The play is analogous to ones which include the Klappmyss and Kobbe Formation in Barents Sea South, where both oil and gas have been proven to the west.
Late Triassic reservoir rocks are also assumed to consist of prograding coast/delta front deposits, including estuaries and fluvial channels. The play for this reservoir level is shown in figure 33.
In lithostratigraphic terms, this correlates with the De Geerdalen Formation in Svalbard and thin sandstones uppermost in the Tschermakfjellet Formation (figure 28). Preliminary results from shallow drilling off Kvitøya in 2015 suggest that sandstones deposited in the Norian could play an important role as reservoir rocks, and that these lie immediately below a Norian marine shale.
The trap type comprises anticlines and fault blocks. In the upper part of the clinoform systems, wedging out towards the north-west could produce a combined stratigraphic and structural trap. Stratigraphic traps could also be developed in fluvial channel systems in the southern part of the play. Small structural traps could have been formed from synsedimentary tectonic processes in unconsolidated rocks, as seen at Kvalpynten and Klinkhamaren in Edgeøya. These are regarded in this study as small structures which would lie far below the seismic resolution of the available 2D data.
The source potential is very similar to that for plays in the Early-Middle Triassic, but internal sources are also possible. Again, the most important source rock for this play is the Steinkobbe/Botneheia Formation, as described above.
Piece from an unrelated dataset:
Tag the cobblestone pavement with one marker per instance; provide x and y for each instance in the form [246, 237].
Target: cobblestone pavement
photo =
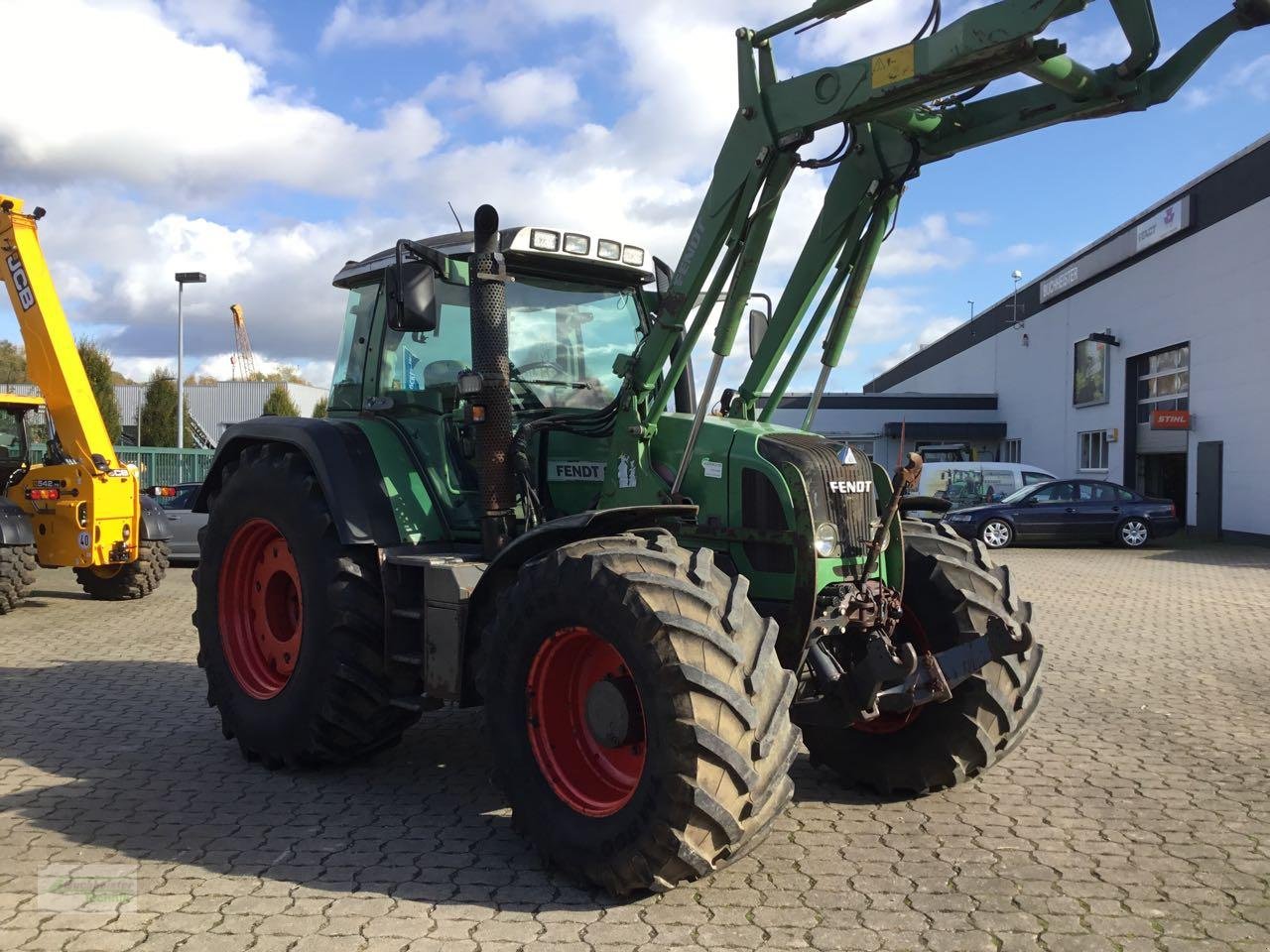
[1134, 817]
In addition, the possibility exists for internally generated gas from coal measures and much organic plant material in large parts of the sedimentary succession.
An analogous play has been proven in Barents Sea South with both multiphase and gas discoveries.
The play (figure 34) with Early-Middle Jurassic reservoir rocks is assumed to consist of prograding coast/delta front deposits, including estuaries and fluvial channels.
In lithographic terms, the play correlates in the northern Barents Sea with the Svenskøya and Kongsøya Formation (figure 28). Parallels can be drawn in the southern part of the area with the Realgrunnen subgroup. Attribute analysis of this subgroup on the Haapet Dome using 3D seismic data has shown the presence here of a well-developed fluvial channel system with sediment input assumed to be clastic from the southeast. These channel systems are very likely to continue northwards. From Kong Karls Land, the Middle Jurassic has developed with continuous unconsolidated sandstones, and the reservoir quality is thought to be very good.
The trap type comprises large anticlines and small fault blocks, which can occur in large numbers in certain areas.
Where this play is concerned, the source potential will be the same as that for the Late Triassic play. The main source for oil is assumed to be the Steinkobbe/Botneheia Formation, while Palaeozoic source rocks and other Triassic source rocks have a greater potential for gas.
Analogous plays in Barents Sea South have been proven for both oil and gas. Discoveries in the play form part of both the Goliat and Snøhvit fields.